Submitted by Lucas K., who says:
Hello, I know this is an odd question but I figured that if anyone would know this, you would: So I was browsing a map of Paris’s Transilien railway services when I spotted an oddity: A terminal station directly below Gare Montparnasse: Paris Vaugirard. I look all over the Internet but no trace of any Paris Vaugirard station can be found. Do you know what is going on here?
Transit Maps says:
It totally exists, Lucas, although it took me a while to track it down!
It’s also known as Montparnasse III, and it’s a glorified side entrance to the main Gare de Montparnasse complex as well as housing platforms 25-28 separately to the others (1 to 24 are in the main station). Here’s a Google Street View image of its rather unprepossessing entrance on the Rue du Contenin: the main station is behind us to the left.
And here’s a PDF showing how it all fits together: Vaugirard is “Hall 3″ on this map.

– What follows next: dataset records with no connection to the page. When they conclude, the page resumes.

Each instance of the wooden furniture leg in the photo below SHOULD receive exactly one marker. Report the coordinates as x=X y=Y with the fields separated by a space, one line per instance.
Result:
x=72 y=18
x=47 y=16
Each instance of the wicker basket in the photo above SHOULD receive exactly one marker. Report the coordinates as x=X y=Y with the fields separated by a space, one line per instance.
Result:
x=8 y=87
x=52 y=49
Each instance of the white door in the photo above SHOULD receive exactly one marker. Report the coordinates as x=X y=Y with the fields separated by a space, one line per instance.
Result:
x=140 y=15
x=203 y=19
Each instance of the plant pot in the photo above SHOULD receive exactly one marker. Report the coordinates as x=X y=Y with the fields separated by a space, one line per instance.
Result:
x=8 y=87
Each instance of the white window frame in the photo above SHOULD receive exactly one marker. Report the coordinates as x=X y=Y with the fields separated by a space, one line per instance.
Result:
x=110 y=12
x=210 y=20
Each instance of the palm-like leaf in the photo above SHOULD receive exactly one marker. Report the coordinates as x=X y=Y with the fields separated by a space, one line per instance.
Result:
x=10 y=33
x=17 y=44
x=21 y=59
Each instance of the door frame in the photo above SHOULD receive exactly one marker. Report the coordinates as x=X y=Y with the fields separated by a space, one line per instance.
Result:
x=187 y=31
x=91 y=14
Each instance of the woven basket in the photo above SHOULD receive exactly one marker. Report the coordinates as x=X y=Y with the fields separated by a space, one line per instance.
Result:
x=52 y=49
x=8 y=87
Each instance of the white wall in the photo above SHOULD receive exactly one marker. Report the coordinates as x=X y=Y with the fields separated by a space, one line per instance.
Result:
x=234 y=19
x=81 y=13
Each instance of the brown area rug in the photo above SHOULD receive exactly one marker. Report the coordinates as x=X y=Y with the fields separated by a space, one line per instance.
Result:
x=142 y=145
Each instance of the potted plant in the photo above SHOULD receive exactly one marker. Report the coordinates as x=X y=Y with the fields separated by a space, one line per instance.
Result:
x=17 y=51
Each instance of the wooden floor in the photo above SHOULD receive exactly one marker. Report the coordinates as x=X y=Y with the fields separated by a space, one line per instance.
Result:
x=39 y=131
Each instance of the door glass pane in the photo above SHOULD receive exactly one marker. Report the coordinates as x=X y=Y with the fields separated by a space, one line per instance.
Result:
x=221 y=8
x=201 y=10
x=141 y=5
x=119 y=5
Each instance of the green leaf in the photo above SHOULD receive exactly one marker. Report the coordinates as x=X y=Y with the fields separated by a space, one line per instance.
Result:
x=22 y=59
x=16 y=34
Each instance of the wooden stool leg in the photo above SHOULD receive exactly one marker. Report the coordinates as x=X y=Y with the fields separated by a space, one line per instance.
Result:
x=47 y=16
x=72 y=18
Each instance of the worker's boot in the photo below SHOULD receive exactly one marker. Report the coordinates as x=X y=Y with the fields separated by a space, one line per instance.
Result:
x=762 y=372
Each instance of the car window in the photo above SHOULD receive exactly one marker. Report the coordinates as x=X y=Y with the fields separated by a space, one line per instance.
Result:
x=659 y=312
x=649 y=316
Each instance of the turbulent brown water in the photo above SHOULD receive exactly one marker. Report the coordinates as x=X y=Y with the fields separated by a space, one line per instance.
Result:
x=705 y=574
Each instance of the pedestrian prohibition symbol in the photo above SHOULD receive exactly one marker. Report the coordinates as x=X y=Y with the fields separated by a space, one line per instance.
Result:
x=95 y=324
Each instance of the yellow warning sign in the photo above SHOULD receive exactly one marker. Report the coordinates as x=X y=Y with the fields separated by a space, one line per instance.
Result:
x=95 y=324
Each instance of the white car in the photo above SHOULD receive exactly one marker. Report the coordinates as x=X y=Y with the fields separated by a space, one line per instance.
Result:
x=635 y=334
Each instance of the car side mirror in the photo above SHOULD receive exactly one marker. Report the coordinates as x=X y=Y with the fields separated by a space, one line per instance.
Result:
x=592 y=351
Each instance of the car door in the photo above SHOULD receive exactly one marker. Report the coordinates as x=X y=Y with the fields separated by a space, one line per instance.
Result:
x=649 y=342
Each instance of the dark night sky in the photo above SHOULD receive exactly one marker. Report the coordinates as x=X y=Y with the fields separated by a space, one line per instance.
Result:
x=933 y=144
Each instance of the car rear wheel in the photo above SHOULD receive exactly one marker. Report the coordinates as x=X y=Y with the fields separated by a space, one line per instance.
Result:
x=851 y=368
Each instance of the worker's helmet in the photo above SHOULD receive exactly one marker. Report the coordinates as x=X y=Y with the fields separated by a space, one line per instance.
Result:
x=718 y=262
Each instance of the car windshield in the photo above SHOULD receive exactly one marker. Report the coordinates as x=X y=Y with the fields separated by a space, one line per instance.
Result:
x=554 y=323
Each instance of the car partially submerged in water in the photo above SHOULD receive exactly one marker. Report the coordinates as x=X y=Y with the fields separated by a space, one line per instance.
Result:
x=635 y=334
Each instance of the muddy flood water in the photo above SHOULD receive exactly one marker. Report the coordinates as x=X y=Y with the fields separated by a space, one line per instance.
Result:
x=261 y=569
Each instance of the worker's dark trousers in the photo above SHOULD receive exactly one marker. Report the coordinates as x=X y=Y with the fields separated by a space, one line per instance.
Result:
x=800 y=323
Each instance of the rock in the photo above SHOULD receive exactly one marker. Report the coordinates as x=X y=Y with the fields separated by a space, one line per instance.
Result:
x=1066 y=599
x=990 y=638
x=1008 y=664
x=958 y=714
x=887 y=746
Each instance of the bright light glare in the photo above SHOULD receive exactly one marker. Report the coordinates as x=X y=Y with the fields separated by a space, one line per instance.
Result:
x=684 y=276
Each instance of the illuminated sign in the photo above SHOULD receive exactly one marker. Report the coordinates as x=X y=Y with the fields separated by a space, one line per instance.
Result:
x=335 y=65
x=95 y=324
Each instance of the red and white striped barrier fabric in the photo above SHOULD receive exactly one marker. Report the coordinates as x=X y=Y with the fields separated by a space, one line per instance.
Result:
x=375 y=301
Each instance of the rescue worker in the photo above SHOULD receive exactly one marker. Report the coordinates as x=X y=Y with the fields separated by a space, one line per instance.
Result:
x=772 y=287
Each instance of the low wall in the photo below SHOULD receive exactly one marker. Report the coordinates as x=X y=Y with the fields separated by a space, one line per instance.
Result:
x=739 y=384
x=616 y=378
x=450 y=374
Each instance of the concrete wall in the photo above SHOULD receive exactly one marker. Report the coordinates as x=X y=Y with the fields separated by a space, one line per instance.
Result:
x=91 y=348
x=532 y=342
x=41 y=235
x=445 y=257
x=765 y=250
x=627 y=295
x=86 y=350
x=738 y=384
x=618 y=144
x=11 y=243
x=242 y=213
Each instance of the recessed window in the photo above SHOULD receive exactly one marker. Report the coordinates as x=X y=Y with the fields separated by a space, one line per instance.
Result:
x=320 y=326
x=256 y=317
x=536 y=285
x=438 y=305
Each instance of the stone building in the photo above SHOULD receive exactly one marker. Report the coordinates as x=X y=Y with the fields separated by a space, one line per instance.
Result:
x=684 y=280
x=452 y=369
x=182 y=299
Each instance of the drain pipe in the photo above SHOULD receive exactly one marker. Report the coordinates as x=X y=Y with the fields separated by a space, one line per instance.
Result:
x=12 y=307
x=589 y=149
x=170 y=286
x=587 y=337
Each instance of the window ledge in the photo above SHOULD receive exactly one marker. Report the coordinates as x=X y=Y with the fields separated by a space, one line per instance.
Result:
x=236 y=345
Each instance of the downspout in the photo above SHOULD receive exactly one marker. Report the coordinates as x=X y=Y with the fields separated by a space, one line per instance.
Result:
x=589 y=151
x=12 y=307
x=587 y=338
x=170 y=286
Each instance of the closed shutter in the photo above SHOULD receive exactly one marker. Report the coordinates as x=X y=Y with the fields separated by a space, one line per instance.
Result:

French Wikipedia says it’s mainly used for long-distance trains coming from Granville or Argentan, but I guess that some Transilien services can call here on occasion, hence its inclusion on the map.
Mystery solved!
Now, onto the map, which once again proves that zone/tariff maps are the ugly step-sister in the transit map world.
Seriously, this is easily the worst of the many Ile-de-France maps, with possibly the worst attempt at concentric zones I’ve ever seen, wobbling unconvincingly around all over the place to “join the dots” between stations. The green bands clash with a lot of the route line colours, and they’re especially horrid when combined with the magenta terminal station labels (Why?!).
The route lines aren’t much better, as they adhere to standard 45-degree angles until it all just gets too difficult for the designer: then they go off in any direction that they please – curves, wiggles and kinks in the line! They’re also pretty sloppily drawn, with lots of examples of parallel routes going out of alignment as they round a curve together.
The less said about the awful, messy station labelling the better, and the blobby interchange symbols that branch out in so many random direction are no more worthy of discussion!
Our rating: Almost embarrassingly bad, especially when it’s presented on the same web page as the superb Paris Region transit map (January 2014, 4.5 stars), which would work for calculating zones just as well – if not much better – than this visual atrocity. Half-a-star and into the Transit Maps Hall of Shame for representing Paris so poorly!